IF-COMP is model agnostic, so it can provide accurate uncertainty quantifications for many types of machine learning models. This could enable it to be deployed in a wider range of real-world settings, ultimately helping more practitioners make better decisions.
“People need to understand that these systems are very fallible and can make things up as they go. A model may look like she’s very confident, but there are a number of different things she’s willing to believe, given evidence to the contrary,” says Ng.
In the future, the researchers are interested in applying their approach to large language models and studying other possible use cases for the minimum description length principle.
About this AI research news
Author: Melanie Grados
Source: myth
Contact: Melanie Grados – MYTH
Image: Image is credited to Neuroscience News
Original research: Closed access.
“Measuring Stochastic Data Complexity with Boltzmann Influence Functions” by Roger Grosse et al. arXiv
ABSTRACT
Measuring the complexity of stochastic data with Boltzmann influence functions
Estimating the uncertainty of a model’s prediction at a test point is an essential part of ensuring reliability and calibration under distribution shifts.
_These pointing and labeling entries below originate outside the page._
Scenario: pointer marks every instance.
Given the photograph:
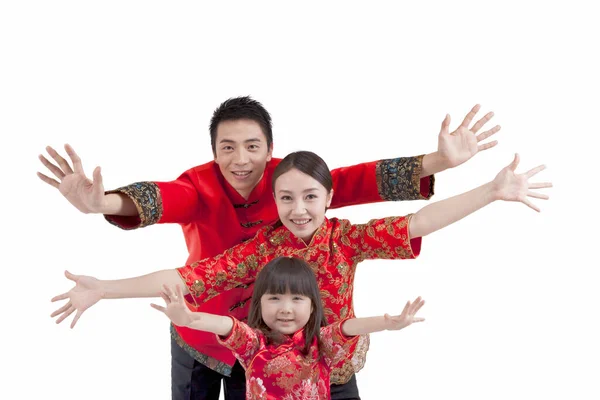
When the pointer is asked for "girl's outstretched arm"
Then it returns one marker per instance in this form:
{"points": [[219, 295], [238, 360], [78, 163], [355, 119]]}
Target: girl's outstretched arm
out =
{"points": [[180, 314], [361, 326], [507, 186]]}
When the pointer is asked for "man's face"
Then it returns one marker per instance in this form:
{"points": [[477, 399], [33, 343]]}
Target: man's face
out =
{"points": [[242, 154]]}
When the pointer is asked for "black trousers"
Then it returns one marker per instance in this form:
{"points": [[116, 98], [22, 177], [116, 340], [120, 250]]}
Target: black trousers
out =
{"points": [[191, 380]]}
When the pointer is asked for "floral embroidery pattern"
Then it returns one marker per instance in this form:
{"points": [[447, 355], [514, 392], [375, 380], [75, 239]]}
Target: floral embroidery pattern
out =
{"points": [[399, 178], [282, 371], [147, 200], [334, 252]]}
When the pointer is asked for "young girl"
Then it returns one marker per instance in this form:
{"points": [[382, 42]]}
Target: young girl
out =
{"points": [[287, 348], [302, 187]]}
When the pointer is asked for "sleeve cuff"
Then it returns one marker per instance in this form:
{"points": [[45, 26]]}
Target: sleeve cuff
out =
{"points": [[148, 202]]}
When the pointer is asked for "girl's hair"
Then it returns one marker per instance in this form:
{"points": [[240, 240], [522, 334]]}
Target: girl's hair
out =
{"points": [[288, 275], [308, 163]]}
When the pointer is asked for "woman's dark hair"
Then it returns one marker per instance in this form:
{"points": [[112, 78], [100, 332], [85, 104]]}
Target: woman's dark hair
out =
{"points": [[288, 275], [308, 163]]}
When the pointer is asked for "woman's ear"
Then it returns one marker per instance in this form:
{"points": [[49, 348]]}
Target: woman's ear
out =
{"points": [[329, 198]]}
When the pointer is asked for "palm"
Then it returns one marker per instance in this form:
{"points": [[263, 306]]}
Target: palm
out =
{"points": [[86, 195], [85, 294], [511, 187], [458, 147], [81, 192], [407, 317], [176, 308], [462, 144]]}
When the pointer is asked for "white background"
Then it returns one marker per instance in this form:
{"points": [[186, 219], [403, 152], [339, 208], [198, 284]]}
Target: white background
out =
{"points": [[512, 295]]}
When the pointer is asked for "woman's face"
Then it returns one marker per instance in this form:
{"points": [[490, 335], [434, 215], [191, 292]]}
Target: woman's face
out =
{"points": [[301, 202]]}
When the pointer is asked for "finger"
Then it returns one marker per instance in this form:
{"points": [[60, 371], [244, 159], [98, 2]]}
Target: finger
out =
{"points": [[513, 165], [71, 276], [479, 124], [77, 166], [487, 134], [97, 176], [53, 168], [48, 180], [165, 297], [486, 146], [62, 163], [61, 310], [534, 171], [411, 309], [179, 293], [159, 308], [77, 316], [419, 305], [169, 292], [538, 195], [540, 185], [405, 311], [530, 205], [65, 315], [469, 117], [60, 297], [445, 125]]}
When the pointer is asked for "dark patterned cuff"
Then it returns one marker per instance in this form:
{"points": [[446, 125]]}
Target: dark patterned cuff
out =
{"points": [[210, 362], [400, 179], [147, 200]]}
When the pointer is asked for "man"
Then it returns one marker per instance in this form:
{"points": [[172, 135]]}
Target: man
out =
{"points": [[224, 202]]}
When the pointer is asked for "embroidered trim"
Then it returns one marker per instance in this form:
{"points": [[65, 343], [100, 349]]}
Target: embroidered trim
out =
{"points": [[250, 224], [400, 178], [148, 202], [343, 374], [203, 359], [246, 205], [240, 304]]}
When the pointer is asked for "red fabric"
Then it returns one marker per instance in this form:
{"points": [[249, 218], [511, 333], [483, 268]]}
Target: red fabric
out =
{"points": [[202, 202], [333, 253], [282, 371]]}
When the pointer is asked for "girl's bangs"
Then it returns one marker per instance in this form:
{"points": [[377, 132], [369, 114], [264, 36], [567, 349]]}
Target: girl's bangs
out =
{"points": [[291, 280]]}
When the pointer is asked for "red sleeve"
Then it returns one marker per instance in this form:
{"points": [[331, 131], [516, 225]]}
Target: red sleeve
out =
{"points": [[385, 180], [238, 265], [385, 238], [177, 201], [335, 345], [243, 341]]}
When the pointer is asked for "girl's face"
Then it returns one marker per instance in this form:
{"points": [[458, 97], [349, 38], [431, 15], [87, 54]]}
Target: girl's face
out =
{"points": [[285, 313], [301, 202]]}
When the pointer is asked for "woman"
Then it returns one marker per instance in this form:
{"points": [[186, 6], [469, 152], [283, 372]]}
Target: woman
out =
{"points": [[332, 247]]}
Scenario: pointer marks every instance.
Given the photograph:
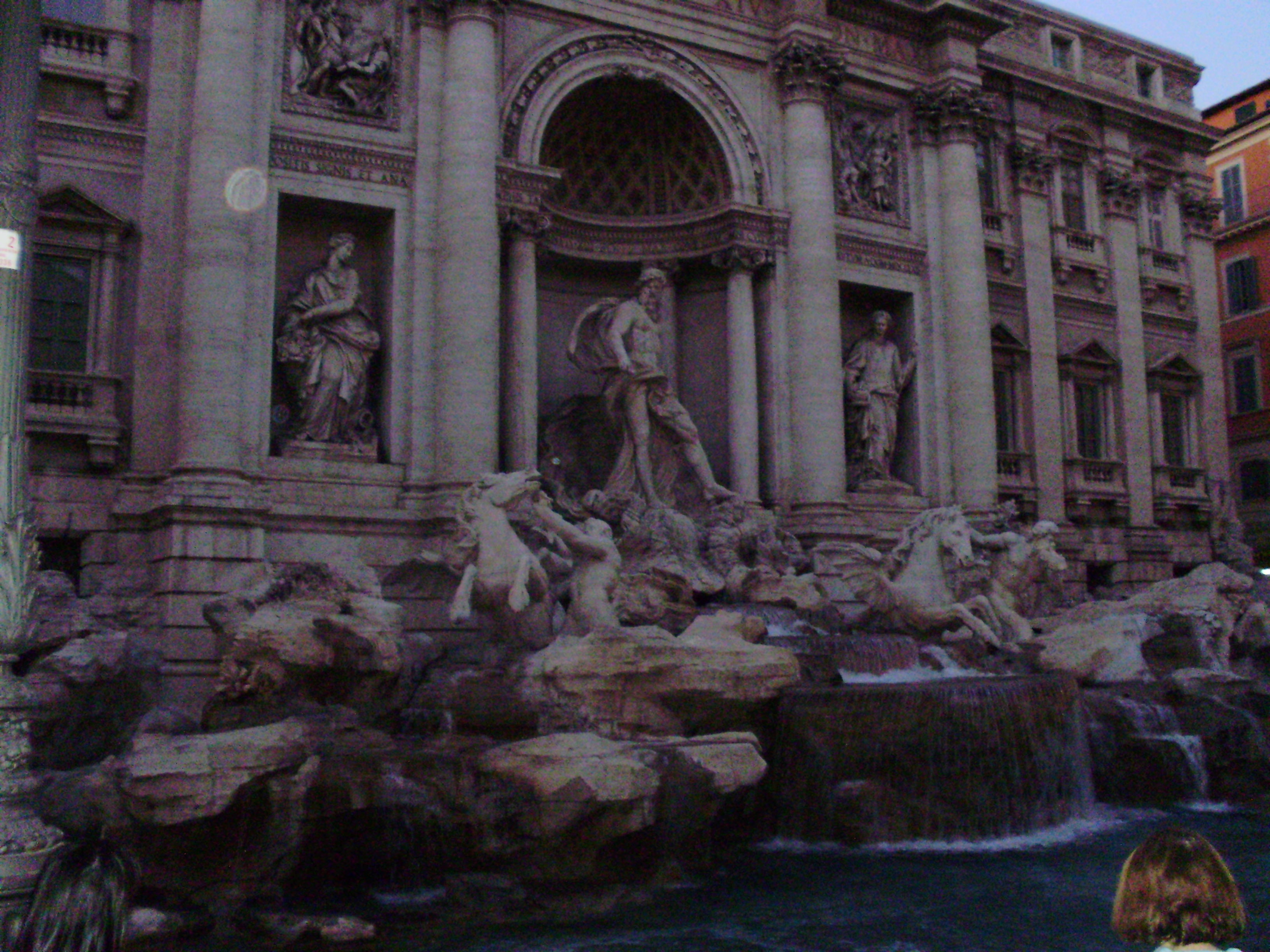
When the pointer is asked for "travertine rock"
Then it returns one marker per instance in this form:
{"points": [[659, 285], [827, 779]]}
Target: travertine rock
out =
{"points": [[1105, 649], [623, 681], [169, 780]]}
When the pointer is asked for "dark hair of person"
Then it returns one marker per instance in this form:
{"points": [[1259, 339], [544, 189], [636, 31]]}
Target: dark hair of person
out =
{"points": [[1175, 889], [81, 902]]}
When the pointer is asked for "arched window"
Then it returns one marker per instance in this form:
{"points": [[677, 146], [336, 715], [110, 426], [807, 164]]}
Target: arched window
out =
{"points": [[633, 148]]}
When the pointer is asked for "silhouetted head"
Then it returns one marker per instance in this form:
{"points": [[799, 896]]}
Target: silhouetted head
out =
{"points": [[81, 902], [1177, 890]]}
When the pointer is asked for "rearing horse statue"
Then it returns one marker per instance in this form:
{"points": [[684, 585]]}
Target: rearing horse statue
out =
{"points": [[910, 587], [500, 574]]}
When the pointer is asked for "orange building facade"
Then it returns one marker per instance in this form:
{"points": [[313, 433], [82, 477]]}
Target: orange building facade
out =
{"points": [[1240, 165]]}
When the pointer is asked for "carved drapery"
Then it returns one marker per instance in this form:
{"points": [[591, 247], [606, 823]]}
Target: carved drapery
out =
{"points": [[1034, 168], [1121, 193], [952, 114], [869, 164], [342, 63], [807, 72]]}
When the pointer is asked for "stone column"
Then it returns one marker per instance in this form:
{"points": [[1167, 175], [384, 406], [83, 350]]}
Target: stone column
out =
{"points": [[521, 407], [952, 117], [1033, 173], [218, 243], [1199, 214], [741, 264], [27, 840], [806, 77], [1121, 196], [467, 361]]}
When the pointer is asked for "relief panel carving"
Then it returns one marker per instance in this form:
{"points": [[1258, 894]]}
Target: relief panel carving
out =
{"points": [[869, 165], [343, 60]]}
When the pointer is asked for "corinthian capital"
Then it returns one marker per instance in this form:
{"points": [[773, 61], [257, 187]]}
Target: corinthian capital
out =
{"points": [[807, 72], [1034, 167], [456, 9], [952, 114], [1121, 193], [1199, 212]]}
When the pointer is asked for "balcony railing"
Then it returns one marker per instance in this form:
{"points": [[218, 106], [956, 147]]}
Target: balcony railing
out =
{"points": [[95, 54], [81, 405]]}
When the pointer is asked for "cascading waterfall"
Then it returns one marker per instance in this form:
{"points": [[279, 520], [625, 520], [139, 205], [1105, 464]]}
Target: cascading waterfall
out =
{"points": [[1159, 723], [970, 758]]}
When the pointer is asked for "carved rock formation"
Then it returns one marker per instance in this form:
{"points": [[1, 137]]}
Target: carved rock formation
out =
{"points": [[644, 681]]}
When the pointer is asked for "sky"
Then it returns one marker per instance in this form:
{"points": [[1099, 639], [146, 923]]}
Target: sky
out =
{"points": [[1230, 38]]}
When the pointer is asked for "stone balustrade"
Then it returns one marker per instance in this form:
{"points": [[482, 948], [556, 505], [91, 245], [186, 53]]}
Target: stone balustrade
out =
{"points": [[95, 54]]}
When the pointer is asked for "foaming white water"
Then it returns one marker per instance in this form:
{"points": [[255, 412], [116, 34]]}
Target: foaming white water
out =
{"points": [[1098, 822]]}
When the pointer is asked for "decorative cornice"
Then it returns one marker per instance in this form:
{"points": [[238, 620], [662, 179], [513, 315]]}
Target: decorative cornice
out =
{"points": [[338, 162], [1121, 193], [952, 114], [524, 187], [649, 50], [700, 234], [1199, 214], [807, 72], [1034, 167], [741, 258], [520, 222], [870, 253]]}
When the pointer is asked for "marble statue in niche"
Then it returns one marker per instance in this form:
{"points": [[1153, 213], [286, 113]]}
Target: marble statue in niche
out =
{"points": [[867, 162], [326, 348], [342, 58], [874, 378], [621, 340]]}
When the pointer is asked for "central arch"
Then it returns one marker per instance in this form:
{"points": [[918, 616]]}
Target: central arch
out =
{"points": [[578, 59]]}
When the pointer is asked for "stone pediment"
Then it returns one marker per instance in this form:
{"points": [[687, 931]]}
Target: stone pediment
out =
{"points": [[70, 206], [1004, 340]]}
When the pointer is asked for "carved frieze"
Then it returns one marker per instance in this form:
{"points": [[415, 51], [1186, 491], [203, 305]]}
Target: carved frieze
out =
{"points": [[952, 114], [870, 169], [343, 60], [872, 253], [671, 236], [1034, 167], [314, 158], [807, 72]]}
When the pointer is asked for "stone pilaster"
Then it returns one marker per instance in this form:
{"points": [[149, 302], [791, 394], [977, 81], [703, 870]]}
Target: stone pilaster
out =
{"points": [[521, 407], [806, 75], [215, 304], [1199, 215], [467, 361], [1121, 195], [1034, 172], [952, 119], [741, 264]]}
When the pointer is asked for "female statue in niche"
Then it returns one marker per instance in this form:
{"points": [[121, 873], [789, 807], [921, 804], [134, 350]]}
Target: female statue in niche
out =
{"points": [[327, 345]]}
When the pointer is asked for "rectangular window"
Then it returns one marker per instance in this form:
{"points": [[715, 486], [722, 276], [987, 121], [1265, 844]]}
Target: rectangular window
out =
{"points": [[1074, 193], [987, 181], [1061, 50], [1007, 409], [1173, 424], [59, 318], [1246, 384], [1090, 421], [1146, 82], [1232, 195], [1241, 286], [1255, 480], [1156, 217]]}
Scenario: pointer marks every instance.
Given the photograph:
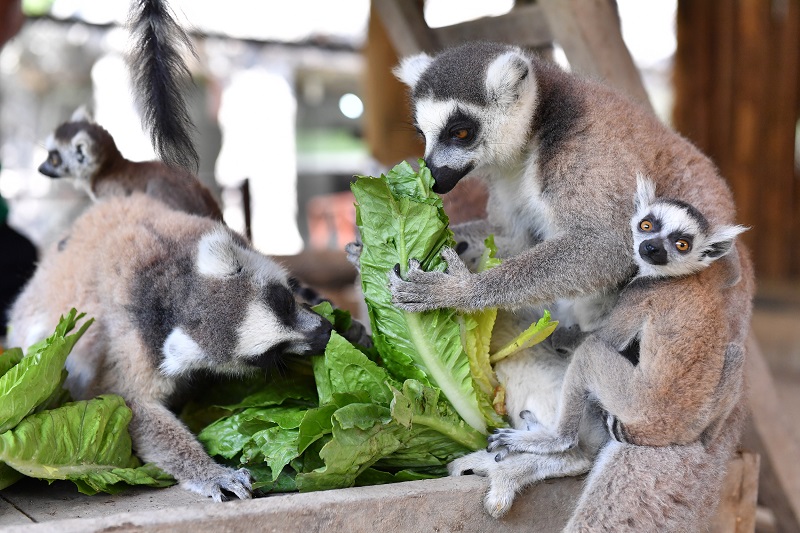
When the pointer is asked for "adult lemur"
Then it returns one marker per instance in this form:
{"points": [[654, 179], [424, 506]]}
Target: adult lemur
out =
{"points": [[559, 155], [666, 367], [666, 370], [172, 294], [83, 150]]}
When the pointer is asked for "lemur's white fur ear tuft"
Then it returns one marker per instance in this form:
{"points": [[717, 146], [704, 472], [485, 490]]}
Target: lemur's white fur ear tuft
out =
{"points": [[505, 76], [181, 353], [81, 115], [645, 192], [721, 241], [217, 255], [411, 68]]}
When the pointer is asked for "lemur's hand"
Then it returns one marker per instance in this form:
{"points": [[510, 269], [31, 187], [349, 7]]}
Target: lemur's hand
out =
{"points": [[423, 291], [536, 438]]}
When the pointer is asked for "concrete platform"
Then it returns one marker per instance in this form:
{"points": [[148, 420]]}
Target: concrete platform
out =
{"points": [[440, 505]]}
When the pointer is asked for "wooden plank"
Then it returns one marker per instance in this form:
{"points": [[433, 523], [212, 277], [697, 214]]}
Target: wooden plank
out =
{"points": [[524, 26], [778, 207], [737, 507], [767, 415], [387, 119], [404, 22], [589, 33]]}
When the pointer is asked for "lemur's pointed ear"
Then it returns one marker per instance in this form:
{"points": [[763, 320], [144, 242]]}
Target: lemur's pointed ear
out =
{"points": [[645, 192], [411, 68], [81, 115], [217, 255], [506, 75], [721, 241]]}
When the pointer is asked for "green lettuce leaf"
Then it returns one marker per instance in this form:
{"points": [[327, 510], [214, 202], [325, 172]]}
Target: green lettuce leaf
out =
{"points": [[86, 442], [535, 334], [9, 358], [39, 375], [400, 218]]}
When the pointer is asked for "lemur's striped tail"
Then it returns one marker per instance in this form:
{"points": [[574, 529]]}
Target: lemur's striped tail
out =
{"points": [[158, 71]]}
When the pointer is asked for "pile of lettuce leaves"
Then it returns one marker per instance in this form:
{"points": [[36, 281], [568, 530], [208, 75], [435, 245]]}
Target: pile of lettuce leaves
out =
{"points": [[45, 435], [424, 394]]}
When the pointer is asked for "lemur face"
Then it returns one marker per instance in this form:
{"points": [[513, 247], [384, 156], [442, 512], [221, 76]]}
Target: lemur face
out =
{"points": [[239, 312], [672, 238], [71, 152], [469, 105], [77, 149]]}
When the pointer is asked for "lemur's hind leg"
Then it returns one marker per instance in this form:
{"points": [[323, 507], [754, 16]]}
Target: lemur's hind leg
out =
{"points": [[596, 369]]}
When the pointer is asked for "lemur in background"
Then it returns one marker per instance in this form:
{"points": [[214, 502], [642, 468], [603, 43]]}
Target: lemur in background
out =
{"points": [[171, 294], [559, 155], [84, 150]]}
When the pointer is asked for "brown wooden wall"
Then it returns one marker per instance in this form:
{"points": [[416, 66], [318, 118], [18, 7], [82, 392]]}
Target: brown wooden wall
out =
{"points": [[737, 96]]}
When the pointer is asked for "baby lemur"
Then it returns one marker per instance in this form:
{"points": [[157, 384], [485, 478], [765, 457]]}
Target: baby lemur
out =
{"points": [[84, 150], [172, 294], [667, 365]]}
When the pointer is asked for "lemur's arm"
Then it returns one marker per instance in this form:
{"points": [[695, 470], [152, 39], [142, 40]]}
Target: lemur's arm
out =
{"points": [[575, 263], [159, 437]]}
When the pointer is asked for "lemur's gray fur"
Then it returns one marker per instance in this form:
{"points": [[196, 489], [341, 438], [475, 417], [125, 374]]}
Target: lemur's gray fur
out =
{"points": [[559, 155], [172, 294]]}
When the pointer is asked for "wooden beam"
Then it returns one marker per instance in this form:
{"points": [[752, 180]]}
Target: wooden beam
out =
{"points": [[524, 26], [405, 24], [768, 419], [589, 33]]}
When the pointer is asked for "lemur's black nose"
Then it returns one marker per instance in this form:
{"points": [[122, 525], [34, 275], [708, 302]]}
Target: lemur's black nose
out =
{"points": [[653, 251], [445, 178]]}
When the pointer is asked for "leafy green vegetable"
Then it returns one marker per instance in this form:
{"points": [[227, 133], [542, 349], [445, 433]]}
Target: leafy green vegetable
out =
{"points": [[536, 333], [39, 375], [423, 396], [86, 442], [401, 218], [9, 359]]}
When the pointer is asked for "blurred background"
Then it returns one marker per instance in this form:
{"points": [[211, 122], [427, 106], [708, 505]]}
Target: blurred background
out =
{"points": [[291, 103]]}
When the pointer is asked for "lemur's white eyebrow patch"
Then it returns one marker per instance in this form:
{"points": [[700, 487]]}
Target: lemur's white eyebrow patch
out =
{"points": [[181, 353], [216, 255]]}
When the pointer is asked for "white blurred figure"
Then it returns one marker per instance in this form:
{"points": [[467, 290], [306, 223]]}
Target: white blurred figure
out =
{"points": [[257, 119]]}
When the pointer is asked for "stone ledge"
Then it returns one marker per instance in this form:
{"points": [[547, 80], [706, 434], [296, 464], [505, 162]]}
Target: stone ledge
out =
{"points": [[441, 505]]}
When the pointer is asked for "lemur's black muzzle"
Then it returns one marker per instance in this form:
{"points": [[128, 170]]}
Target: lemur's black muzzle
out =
{"points": [[445, 178], [653, 251], [47, 169]]}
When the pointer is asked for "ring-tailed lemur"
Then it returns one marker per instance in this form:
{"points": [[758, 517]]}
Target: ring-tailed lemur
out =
{"points": [[171, 294], [559, 155], [668, 362], [665, 374], [84, 150]]}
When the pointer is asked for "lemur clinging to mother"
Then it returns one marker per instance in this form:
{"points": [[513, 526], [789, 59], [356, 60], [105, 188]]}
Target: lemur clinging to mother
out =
{"points": [[559, 155], [667, 366], [83, 150], [665, 374]]}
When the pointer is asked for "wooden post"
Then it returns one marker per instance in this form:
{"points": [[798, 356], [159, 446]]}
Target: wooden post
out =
{"points": [[589, 33]]}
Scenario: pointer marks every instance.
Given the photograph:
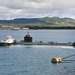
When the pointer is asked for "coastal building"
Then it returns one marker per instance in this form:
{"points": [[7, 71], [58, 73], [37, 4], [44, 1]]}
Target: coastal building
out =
{"points": [[28, 38]]}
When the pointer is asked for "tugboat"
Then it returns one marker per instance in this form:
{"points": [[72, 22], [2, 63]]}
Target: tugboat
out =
{"points": [[8, 41]]}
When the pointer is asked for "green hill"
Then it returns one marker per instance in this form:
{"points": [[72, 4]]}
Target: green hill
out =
{"points": [[36, 23]]}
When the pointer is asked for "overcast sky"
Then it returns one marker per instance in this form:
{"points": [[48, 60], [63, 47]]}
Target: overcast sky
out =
{"points": [[10, 9]]}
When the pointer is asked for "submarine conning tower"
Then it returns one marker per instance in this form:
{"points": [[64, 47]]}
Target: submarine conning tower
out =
{"points": [[28, 38]]}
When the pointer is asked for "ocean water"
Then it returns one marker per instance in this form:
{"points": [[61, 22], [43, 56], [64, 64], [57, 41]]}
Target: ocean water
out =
{"points": [[36, 59]]}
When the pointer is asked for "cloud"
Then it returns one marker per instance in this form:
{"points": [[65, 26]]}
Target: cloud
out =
{"points": [[36, 8]]}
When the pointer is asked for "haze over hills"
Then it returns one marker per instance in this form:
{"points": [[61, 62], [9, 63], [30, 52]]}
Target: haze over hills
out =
{"points": [[41, 22]]}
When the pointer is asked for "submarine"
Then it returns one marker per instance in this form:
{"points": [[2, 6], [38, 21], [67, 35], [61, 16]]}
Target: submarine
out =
{"points": [[28, 40]]}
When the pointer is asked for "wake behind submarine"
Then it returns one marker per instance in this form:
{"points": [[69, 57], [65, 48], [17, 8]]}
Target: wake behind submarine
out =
{"points": [[28, 40]]}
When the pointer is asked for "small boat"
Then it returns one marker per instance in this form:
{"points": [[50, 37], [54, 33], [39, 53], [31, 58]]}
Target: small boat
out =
{"points": [[8, 41]]}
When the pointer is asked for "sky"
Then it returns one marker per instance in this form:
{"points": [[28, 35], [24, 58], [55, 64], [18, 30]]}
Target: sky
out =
{"points": [[10, 9]]}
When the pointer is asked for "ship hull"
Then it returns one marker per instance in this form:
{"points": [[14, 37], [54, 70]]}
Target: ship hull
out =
{"points": [[6, 44]]}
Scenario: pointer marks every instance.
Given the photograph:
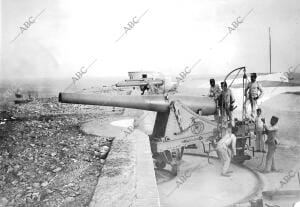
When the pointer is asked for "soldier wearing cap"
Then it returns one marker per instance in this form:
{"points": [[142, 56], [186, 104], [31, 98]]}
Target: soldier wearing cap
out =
{"points": [[255, 92], [214, 90], [259, 128], [272, 143], [226, 148], [226, 101]]}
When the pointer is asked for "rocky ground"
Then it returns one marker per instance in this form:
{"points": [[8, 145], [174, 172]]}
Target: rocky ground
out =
{"points": [[45, 158]]}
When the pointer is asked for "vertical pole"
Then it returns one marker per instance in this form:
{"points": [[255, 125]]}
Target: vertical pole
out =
{"points": [[270, 50]]}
A minimum description length approach to this problem uses the predictive normalized maximum likelihood (pNML) distribution, which considers every possible label for a data point and decreases confidence in a prediction if other labels also match with the model and training data.
In this work we propose IF-COMP, a scalable and efficient approximation of the pNML distribution that linearizes the model with a temperature-scaled Boltzmann influence function. IF-COMP can be used to produce well-calibrated predictions on test points as well as measure complexity in labeled and unlabeled settings.
We experimentally validate IF-COMP for uncertainty calibration, mislabel detection, and OOD detection tasks, where it consistently matches or outperforms robust baseline methods.